Bengaluru or Bangalore is drying up. India’s ‘Silicon Valley’ is currently experiencing an acute water crisis. Rapid urbanisation, coupled with tremendous population growth, has led to the current state and authorities will need to take interim as well as long-term measures, including mandatory water harvesting and groundwater recharging, to overcome the crisis.
As taps are running dry, it has triggered another major problems. As per reports, techies are now requesting their employers to grant them a work-from-home status to avoid the situation in the city. Several tech employees have expressed their desires to go back to their native places and work till the current situation is resolved. Bengaluru has over a million people working in the IT sector, who are employed by top IT MNCs like IBM, TCS, Infosys, Accenture, Cisco, Oracle and others.

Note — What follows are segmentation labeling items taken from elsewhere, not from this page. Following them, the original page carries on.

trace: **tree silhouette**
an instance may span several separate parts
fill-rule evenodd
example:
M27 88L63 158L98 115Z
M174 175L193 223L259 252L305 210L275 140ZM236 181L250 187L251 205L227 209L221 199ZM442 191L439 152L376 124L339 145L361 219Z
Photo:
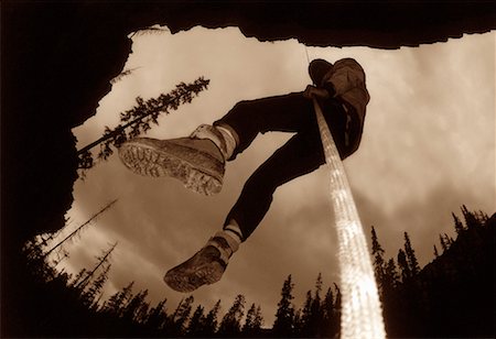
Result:
M165 299L161 300L159 304L157 304L155 307L150 309L150 311L148 313L147 320L144 321L144 324L149 328L153 328L153 329L162 328L162 326L164 325L165 319L166 319L166 314L165 314L166 302L168 302L168 299L165 298Z
M233 306L220 321L218 333L225 337L234 337L241 331L241 318L245 315L245 296L238 295Z
M120 124L115 129L105 128L104 135L77 151L79 158L78 168L85 171L91 168L97 161L105 161L114 154L114 147L119 147L129 139L141 133L147 133L152 124L158 124L161 113L176 110L181 105L190 103L195 96L208 87L209 80L203 77L191 84L181 83L170 94L162 94L148 100L138 97L137 105L126 112L120 113ZM99 152L95 157L90 150L99 145Z
M294 284L291 274L284 281L281 291L281 300L278 303L278 310L276 313L276 320L273 322L273 333L277 337L287 338L294 331L294 306L292 300L294 296L292 291Z
M384 249L379 243L376 230L374 226L371 227L371 254L374 256L374 273L376 275L377 285L379 287L379 293L384 289L384 275L385 275L385 259Z
M410 237L407 232L405 232L405 253L407 254L408 266L411 275L417 275L420 271L420 266L417 261L416 251L411 247Z
M129 298L132 295L132 286L134 282L130 282L122 291L114 294L108 303L104 306L104 311L116 315L120 317L122 315L123 306L128 303Z
M186 337L202 337L204 336L205 308L198 305L191 316L190 325L186 329Z
M169 317L168 329L173 337L184 337L186 332L187 320L193 308L194 297L191 295L185 299L181 299L177 308Z
M218 313L220 310L220 300L214 305L205 317L203 332L205 336L213 336L217 331L218 326Z
M242 326L241 332L247 337L254 337L259 333L263 322L263 317L261 315L260 306L251 304L248 313L246 314L245 325Z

Pondering over the issue, T Dey, an IT employee residing in HSR Layout, told Connected to India: “The situation isn’t out of control over here at the moment. But if we don’t get water, I’ll have to pack my bags and head home. There’s no alternative.”
Some have already purchased their tickets or have left Bengaluru, making plans to return during the monsoons. Ironically, in 2022, the monsoon left a major part of Bengaluru flooded, exposing the tech hub’s poor drainage system.
Local residents and industry have now started to blame the severe water shortage on rapid urbanisation without proper planning, unequal and improper distribution, poor water management and negligence by local authorities.
According to a report by The Print quoting an IISc study, “over the past five decades, 93 percent of the city [Bengaluru] has lost its lake and forest cover to concrete and construction. There has been a 79 percent loss in water cover and 88 percent loss in forest cover while constructions have increased by over 1,000 percent”.
The crisis has reduced water availability to half day now, local residents told PTI.
Speaking to Connected to India, A Dasgupta, a tech employee residing in Electronic City Phase 2, said, “The situation is grim. The flat owner sent us a text asking us to reduce water consumption till the situation gets normal.” Dasgupta said that one of his colleagues, living in another part of the city, has to pay an extra fare for water usage, which wasn’t the case earlier.
Videos, on social media platforms, show residents struggling to get water for their basic necessities.
Founder and CEO of Matrimony.com, Murugavel Janakiraman, suggested mandatory water harvesting to solve the crisis.
The issue can be solved by taking steps towards reducing water consumption, recycling, rejuvenating and creating water bodies to increase groundwater levels, and the government facilitating water supply,” he told PTI.
With employees forced to ‘flee’, some bosses are voicing discontent.
Co-founder and CEO of Kuku FM, Lal Chand Bisu, said, “Companies have started giving work from home, as employees refuse to come to office citing water shortage. This is of course impacting operations because there is a whole new setup that needs to be done to cater to the sudden shift.”
“Prices of water tankers have more than doubled, from around Rs 2500 for a tanker earlier, to now about Rs 5,000 for the same,” Bisu told PTI.
Asked how he’s handling the water shortage, an apartment building owner in Shanthipura, Electronic City, who requested anonymity, told Connected to India that there’s nothing much that he can do except wait for the rains, and the authorities to take actions.
The government is already implementing numerous initiatives. The city’s groundwater supplies will be restored by injecting 1,300 million litres of purified water into the drying lakes per day.
After testing, the Bangalore Water Supply and Sewerage Board (BWSSB) would also build water plants with cutting-edge technology and put filter borewells next to the restored lake beds in order to deliver water, according to civic agency officials.